Certificates are a problematic issue since some developers have created vulnerabilities with trusted root certificates in the past, e.g. Lenovo Superfish and Sennheiser HeadSetup.

I believe you're strictly speaking about code signing certificates instead of web server certificates though. Is that assumption correct?

megamorf avatar Jun 15 '20 10:06 megamorf

This is related to #498 . If we want to run our own internal repository then we need the ability to trust apps from the internal repository, self signed or not signed at all. There should be some clear warnings when adding a trusted repository.

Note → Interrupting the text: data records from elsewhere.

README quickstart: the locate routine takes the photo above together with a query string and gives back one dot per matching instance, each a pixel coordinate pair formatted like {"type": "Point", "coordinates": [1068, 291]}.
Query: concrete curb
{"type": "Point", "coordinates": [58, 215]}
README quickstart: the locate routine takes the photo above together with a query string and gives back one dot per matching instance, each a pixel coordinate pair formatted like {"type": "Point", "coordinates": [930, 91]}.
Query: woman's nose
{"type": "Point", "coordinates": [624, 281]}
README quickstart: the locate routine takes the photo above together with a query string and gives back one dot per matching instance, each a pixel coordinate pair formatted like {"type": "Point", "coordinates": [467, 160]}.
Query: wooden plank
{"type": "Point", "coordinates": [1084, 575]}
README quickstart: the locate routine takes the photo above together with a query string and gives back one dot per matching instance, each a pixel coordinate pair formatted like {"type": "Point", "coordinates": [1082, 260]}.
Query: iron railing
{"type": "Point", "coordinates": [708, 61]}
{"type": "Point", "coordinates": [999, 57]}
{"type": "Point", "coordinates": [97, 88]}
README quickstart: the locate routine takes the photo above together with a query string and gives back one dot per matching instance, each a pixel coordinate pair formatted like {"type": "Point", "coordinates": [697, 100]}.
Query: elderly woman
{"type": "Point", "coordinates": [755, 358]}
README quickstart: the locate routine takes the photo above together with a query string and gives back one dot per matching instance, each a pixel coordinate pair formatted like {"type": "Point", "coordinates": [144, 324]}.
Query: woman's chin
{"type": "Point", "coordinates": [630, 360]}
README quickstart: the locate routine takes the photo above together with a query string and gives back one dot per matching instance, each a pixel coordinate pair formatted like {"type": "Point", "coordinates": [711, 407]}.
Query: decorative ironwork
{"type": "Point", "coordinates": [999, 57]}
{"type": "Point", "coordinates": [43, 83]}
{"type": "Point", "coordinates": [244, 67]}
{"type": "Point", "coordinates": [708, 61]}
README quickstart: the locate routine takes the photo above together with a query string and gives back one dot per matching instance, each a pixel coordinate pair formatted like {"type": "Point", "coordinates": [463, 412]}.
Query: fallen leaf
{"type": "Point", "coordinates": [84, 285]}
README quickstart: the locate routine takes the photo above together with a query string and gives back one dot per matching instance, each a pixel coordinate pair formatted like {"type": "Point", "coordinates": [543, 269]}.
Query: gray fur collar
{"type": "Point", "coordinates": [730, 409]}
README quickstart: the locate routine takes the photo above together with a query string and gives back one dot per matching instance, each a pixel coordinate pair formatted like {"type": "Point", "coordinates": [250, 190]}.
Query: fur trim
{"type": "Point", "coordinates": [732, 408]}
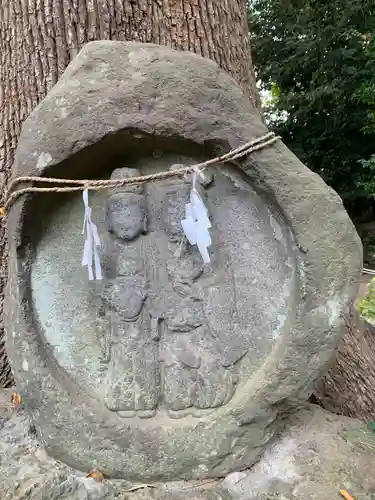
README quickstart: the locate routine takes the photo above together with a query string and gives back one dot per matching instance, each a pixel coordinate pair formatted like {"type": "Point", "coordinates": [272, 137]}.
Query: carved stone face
{"type": "Point", "coordinates": [164, 332]}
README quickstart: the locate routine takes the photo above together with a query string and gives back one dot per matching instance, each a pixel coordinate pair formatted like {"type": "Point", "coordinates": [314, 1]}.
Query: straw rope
{"type": "Point", "coordinates": [94, 185]}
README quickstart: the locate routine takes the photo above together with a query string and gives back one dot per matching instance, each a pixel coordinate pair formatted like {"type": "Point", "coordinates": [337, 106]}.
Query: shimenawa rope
{"type": "Point", "coordinates": [95, 185]}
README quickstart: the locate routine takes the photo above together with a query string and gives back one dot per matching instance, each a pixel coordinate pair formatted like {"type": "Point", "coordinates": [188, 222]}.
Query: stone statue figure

A9G-Data-Droid avatar Jul 20 '20 15:07 A9G-Data-Droid

Agreed. Certificates are great for the end user ensuring they're installing what they want to install, however, there is a huge list of softwares which cannot be added to the repository now because the developers or author simply don't care about its inclusion into the repository. For the average user to submit a software to the repository, they would need to purchase a code signing key for between $60-500/yr just to add software to the community repository.

Not really an amazing option. Microsoft could launch a trusted user program where developers can apply, authenticate, and identify, and then Microsoft could endorse their self signed keys, perhaps? A terribly difficult setup, but :shrug:.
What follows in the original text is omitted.